3.2.1 Anwälte sind gemäss Art. 12 lit. a des Anwaltsgesetzes vom 23. Juni 2000
(BGFA; SR 935.61) verpflichtet, ihren Beruf sorgfältig und gewissenhaft
auszuüben. Hierzu gehört auch, dass der Anwalt grundsätzlich jegliches
Verhalten unterlässt, das die Gefahr einer Beeinflussung von Zeugen zur Folge
haben könnte (vgl. Art. 7 der Standesregeln des Schweizerischen Anwaltsverbands
vom 1. Juli 2005). Die selbständige Kontaktaufnahme mit einer Person, die als
Zeuge in Betracht kommt, erscheint unter diesem Gesichtspunkt als
problematisch, da mit einem solchen Vorgehen stets eine zumindest abstrakte
Gefahr einer Beeinflussung verbunden ist (vgl. Handbuch über die
Berufspflichten des Rechtsanwaltes im Kanton Zürich, herausgegeben vom Verein
Zürcherischer Rechtsanwälte [im Folgenden: Handbuch Berufspflichten], 1988, S.

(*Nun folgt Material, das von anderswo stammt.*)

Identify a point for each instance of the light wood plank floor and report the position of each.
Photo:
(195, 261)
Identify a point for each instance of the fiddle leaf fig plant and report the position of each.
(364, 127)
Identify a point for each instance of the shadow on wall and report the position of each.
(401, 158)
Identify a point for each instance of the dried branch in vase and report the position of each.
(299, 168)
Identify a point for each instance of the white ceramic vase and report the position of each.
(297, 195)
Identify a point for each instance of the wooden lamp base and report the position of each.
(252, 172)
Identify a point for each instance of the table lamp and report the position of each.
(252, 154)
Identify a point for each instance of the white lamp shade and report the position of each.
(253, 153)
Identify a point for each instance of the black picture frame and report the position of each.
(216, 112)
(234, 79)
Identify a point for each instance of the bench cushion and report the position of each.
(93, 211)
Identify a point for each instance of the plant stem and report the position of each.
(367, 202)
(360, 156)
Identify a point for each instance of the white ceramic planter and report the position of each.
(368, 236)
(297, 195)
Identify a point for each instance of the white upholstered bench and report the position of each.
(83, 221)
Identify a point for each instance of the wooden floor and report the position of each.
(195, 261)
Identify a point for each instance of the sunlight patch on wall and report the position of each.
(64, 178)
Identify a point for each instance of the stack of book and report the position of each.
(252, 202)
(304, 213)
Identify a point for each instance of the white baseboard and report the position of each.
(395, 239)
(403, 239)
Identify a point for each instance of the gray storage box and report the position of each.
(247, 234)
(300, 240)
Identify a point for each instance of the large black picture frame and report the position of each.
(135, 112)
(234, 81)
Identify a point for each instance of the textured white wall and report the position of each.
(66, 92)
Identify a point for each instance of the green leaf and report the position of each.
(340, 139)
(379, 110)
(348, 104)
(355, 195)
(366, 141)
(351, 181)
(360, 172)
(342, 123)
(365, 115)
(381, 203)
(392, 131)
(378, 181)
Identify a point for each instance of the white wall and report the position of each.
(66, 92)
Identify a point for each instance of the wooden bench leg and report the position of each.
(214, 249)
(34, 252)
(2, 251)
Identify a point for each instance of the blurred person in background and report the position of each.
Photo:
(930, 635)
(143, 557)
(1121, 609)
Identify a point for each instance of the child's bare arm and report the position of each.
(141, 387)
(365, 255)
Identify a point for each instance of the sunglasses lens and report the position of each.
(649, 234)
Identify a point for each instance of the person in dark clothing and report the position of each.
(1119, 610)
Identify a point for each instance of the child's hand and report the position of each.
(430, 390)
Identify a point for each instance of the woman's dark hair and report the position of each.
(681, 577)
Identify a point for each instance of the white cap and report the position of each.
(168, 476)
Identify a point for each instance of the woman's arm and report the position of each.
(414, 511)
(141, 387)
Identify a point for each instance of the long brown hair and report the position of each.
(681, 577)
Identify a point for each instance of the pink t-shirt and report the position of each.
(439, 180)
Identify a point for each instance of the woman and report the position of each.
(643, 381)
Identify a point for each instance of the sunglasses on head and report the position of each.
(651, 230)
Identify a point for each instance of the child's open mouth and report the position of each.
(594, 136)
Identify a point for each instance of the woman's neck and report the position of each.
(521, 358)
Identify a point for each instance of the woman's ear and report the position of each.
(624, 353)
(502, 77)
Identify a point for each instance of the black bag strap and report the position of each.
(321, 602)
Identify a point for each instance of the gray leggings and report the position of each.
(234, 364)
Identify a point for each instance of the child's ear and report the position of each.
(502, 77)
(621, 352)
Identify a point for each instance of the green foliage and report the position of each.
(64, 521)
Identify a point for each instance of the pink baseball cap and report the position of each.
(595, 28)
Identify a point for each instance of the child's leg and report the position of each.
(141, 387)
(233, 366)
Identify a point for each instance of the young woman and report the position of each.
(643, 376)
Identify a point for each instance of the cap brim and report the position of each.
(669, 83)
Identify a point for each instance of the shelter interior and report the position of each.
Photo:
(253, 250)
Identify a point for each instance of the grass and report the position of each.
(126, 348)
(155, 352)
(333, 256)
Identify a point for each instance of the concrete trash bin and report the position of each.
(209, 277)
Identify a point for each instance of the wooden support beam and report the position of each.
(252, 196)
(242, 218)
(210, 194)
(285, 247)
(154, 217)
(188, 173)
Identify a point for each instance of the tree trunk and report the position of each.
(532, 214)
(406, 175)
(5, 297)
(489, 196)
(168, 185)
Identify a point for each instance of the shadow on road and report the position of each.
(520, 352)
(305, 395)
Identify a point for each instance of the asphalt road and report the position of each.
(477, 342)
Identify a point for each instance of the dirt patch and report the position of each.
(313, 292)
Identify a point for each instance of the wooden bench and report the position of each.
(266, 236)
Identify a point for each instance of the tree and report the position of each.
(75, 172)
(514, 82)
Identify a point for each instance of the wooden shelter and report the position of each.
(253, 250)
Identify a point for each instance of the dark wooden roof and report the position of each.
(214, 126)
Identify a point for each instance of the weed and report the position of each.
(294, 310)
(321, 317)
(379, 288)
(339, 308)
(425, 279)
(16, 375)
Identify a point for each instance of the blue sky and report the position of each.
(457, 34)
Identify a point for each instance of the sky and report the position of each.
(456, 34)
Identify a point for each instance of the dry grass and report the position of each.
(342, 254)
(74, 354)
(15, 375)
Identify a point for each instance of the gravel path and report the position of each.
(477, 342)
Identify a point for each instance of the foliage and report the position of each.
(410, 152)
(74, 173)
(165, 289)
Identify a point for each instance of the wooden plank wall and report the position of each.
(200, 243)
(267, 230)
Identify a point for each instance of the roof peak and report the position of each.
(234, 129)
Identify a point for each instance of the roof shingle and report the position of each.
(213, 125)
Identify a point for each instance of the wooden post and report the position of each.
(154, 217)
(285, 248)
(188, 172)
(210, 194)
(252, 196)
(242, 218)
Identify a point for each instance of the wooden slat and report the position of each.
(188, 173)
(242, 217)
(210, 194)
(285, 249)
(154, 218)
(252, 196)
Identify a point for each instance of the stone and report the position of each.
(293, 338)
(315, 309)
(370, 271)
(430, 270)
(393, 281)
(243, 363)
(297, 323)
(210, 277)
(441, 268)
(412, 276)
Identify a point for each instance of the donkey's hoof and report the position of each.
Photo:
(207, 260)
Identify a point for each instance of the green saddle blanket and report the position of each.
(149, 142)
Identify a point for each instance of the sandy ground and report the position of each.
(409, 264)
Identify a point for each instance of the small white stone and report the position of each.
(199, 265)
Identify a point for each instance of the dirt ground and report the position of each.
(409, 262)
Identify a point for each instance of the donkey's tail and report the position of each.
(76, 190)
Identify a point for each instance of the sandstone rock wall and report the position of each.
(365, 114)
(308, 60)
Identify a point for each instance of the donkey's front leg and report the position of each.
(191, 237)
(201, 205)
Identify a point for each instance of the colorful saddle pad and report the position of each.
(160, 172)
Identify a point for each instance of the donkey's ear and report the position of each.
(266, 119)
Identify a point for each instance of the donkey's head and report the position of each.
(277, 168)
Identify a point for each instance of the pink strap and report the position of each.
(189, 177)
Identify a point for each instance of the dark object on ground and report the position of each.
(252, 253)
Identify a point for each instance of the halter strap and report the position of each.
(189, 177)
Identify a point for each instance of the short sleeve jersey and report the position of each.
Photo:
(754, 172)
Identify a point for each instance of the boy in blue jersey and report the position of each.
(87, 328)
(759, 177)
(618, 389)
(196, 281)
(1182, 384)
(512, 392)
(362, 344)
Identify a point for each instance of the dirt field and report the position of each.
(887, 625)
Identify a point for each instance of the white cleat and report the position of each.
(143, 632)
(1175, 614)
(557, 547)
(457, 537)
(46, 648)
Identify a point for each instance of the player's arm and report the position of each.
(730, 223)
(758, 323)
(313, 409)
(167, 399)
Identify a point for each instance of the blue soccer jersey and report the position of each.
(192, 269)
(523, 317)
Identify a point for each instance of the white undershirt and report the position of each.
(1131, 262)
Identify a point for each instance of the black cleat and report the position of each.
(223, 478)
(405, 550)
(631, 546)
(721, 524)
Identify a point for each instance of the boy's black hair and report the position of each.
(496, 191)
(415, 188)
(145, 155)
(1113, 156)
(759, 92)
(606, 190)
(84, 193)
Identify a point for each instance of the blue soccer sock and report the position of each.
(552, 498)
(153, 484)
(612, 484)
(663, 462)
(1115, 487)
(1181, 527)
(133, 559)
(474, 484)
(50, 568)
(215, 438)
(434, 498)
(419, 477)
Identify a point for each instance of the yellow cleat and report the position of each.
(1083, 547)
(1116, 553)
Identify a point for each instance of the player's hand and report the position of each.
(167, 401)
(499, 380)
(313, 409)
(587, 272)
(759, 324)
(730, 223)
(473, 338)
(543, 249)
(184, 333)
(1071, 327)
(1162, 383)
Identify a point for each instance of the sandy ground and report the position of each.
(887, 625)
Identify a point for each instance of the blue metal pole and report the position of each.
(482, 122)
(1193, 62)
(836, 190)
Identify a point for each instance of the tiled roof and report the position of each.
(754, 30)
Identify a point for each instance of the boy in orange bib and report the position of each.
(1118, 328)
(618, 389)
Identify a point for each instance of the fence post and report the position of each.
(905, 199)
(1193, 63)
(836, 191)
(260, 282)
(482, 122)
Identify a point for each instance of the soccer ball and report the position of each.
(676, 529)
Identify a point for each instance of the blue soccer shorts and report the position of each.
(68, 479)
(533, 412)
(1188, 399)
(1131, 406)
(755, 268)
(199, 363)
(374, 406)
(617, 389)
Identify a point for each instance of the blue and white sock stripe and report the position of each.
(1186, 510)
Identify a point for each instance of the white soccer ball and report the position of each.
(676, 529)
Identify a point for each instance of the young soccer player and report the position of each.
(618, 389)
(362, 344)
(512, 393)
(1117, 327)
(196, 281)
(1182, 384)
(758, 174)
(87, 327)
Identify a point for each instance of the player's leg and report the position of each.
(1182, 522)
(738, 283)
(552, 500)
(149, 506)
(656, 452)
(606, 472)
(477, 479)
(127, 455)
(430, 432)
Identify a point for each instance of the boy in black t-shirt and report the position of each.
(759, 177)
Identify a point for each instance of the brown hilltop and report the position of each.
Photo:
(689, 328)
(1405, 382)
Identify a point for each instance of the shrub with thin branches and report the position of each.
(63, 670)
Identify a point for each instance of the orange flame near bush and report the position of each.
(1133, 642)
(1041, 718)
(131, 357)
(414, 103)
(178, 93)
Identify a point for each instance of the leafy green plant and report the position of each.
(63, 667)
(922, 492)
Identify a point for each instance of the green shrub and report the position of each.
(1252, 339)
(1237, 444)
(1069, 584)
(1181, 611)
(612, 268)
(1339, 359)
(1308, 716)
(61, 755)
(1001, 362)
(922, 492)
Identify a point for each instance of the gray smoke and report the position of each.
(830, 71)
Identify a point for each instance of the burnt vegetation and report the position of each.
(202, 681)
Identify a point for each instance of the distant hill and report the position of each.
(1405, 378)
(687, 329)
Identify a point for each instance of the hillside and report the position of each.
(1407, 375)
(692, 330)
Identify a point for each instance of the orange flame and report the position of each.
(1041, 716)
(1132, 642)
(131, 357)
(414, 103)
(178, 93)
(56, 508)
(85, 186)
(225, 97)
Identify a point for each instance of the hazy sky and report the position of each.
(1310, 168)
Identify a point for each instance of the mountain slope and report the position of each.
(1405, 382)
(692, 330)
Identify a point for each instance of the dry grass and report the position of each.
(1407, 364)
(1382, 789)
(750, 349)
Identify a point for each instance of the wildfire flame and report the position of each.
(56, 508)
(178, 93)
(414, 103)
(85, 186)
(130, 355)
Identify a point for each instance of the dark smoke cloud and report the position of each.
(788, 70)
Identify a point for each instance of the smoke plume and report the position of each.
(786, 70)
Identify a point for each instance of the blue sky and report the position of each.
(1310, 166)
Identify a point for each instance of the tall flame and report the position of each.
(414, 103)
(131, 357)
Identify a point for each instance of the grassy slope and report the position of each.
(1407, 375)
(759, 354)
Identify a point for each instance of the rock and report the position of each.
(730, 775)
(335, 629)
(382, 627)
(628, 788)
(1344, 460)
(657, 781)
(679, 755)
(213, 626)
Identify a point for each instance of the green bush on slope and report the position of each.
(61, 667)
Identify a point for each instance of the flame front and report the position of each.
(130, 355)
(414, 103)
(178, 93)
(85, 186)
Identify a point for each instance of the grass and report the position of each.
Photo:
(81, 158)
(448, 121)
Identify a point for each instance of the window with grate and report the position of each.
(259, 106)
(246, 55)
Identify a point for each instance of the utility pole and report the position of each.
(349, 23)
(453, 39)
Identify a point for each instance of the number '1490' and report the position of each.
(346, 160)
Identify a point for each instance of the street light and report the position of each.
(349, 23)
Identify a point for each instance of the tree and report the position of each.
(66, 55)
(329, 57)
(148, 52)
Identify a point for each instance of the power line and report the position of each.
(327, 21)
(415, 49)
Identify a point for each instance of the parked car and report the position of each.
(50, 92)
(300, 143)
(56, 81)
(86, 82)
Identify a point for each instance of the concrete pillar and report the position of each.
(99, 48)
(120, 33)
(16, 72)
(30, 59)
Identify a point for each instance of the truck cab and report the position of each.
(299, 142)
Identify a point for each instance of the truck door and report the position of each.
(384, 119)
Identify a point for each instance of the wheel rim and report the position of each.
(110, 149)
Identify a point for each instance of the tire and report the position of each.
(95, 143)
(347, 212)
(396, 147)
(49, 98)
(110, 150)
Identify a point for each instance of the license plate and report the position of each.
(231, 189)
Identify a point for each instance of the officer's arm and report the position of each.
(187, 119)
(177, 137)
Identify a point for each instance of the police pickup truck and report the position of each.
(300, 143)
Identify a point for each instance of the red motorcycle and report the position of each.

62; GEORG PFISTER, Aus der Praxis der Aufsichtskommission über die Anwältinnen
und Anwälte des Kantons Zürich zu Art. 12 BGFA, SJZ 105/2009 S. 288, mit
Hinweisen).

3.2.2 Die Lehre spricht sich mehrheitlich dafür aus, dass eine Kontaktaufnahme
mit einem potentiellen Zeugen nur ausnahmsweise mit der anwaltlichen Pflicht
zur sorgfältigen und gewissenhaften Berufsausübung vereinbar sei bzw. nur mit
Zurückhaltung und Vorsicht vorgenommen werden solle (WALTER FELLMANN, in:
Kommentar zum Anwaltsgesetz, Fellmann/Zindel [Hrsg.], 2005, N. 22 zu Art.
12BGFA; MICHEL VALTICOS, in: Commentaire romand, Loi sur les avocats, 2010, N.
67 zu Art. 12 BGFA; BOHNET/MARTENET, Droit de la profession d'avocat, 2009, Rz.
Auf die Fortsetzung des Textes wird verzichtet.